With cases surging, countries quickly shifted their vaccination approach.

Sydney, Australia, announced a lockdown in June after an unvaccinated limousine driver caught the Delta variant from an American aircrew. Then, Prime Minister Scott Morrison, who had previously said vaccination “was not a race,” called in July on Australians to “go for gold” in the country’s inoculation drive.

He moved to overcome a supply shortage, compounded by the slow regulatory approval. In August, Australia bought one million Pfizer doses from Poland; this month, Mr. Morrison announced a purchase of a million Moderna shots from Europe.

When the Delta outbreak emerged, fewer than 25 percent of Australians over the age of 16 had received a single shot. In the state of New South Wales, which includes Sydney, 86 percent of the adult population has now received a first dose, and 62 percent of adults are fully vaccinated.
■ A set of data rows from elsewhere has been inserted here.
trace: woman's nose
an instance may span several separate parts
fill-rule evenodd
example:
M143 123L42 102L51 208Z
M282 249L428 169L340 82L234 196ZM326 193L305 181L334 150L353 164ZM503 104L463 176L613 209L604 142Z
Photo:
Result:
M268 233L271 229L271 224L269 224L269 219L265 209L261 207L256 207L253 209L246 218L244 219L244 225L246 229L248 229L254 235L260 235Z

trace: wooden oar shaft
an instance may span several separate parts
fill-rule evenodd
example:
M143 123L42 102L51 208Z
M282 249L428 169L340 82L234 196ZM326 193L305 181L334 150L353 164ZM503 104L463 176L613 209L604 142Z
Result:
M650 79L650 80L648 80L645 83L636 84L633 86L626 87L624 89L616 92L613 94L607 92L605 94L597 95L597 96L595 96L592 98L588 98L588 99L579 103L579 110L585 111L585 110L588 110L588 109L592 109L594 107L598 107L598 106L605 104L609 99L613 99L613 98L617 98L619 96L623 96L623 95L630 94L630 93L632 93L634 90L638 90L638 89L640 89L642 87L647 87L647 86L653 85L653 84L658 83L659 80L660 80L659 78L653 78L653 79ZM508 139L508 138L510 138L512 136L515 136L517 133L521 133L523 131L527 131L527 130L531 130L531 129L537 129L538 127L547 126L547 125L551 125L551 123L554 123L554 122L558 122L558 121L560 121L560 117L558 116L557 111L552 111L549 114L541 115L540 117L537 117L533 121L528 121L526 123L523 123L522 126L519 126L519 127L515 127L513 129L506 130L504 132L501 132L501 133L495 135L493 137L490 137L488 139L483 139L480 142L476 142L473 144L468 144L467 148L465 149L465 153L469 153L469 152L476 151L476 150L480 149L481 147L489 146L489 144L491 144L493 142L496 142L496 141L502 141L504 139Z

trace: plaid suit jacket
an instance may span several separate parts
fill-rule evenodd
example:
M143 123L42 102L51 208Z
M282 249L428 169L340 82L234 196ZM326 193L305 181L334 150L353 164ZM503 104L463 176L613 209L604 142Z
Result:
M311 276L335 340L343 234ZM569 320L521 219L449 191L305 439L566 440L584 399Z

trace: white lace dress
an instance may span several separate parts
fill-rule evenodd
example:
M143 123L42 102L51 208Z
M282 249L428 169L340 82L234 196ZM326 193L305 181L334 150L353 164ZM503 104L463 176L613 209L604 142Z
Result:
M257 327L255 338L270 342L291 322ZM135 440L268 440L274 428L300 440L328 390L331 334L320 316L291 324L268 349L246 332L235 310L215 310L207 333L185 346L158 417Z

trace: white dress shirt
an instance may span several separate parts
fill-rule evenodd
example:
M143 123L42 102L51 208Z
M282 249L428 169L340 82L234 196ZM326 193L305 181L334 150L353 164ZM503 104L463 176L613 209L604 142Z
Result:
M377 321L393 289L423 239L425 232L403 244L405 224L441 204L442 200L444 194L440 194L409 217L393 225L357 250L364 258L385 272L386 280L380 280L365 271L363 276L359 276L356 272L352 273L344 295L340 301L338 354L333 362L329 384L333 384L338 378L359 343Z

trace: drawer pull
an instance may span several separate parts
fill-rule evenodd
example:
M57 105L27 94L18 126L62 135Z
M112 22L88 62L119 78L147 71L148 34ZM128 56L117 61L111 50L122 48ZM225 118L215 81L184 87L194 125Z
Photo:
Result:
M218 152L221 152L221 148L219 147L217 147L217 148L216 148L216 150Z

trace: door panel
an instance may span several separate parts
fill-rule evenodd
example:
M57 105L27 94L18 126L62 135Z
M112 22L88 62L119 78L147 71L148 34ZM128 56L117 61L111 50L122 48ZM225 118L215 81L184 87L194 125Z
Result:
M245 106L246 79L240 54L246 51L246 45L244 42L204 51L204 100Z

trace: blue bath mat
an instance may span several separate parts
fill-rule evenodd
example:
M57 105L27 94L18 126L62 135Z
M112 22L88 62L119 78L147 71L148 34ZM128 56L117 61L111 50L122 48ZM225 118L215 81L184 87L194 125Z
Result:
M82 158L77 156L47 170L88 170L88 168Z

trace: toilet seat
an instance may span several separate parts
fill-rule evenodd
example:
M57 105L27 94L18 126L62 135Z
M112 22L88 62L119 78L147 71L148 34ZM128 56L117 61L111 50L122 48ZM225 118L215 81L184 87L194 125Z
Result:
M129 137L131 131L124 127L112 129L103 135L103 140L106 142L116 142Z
The country expects to fully inoculate 80 percent of its population over the age of 16 by early November.

“There was great community leadership — there were people from across the political divide who came out to support vaccination,” said Greg Dore, an infectious-disease expert at the University of New South Wales. “It really helped us turn around a level of hesitancy that was there.”

Many governments have used incentives to encourage inoculations.

In South Korea, the authorities eased restrictions in August on private gatherings for fully vaccinated people, allowing them to meet in larger groups while maintaining stricter curbs for others. Singapore, which has fully vaccinated 82 percent of its population, previously announced similar measures.

Researchers there have also analyzed the pockets of people who refuse to be inoculated and are trying to persuade them.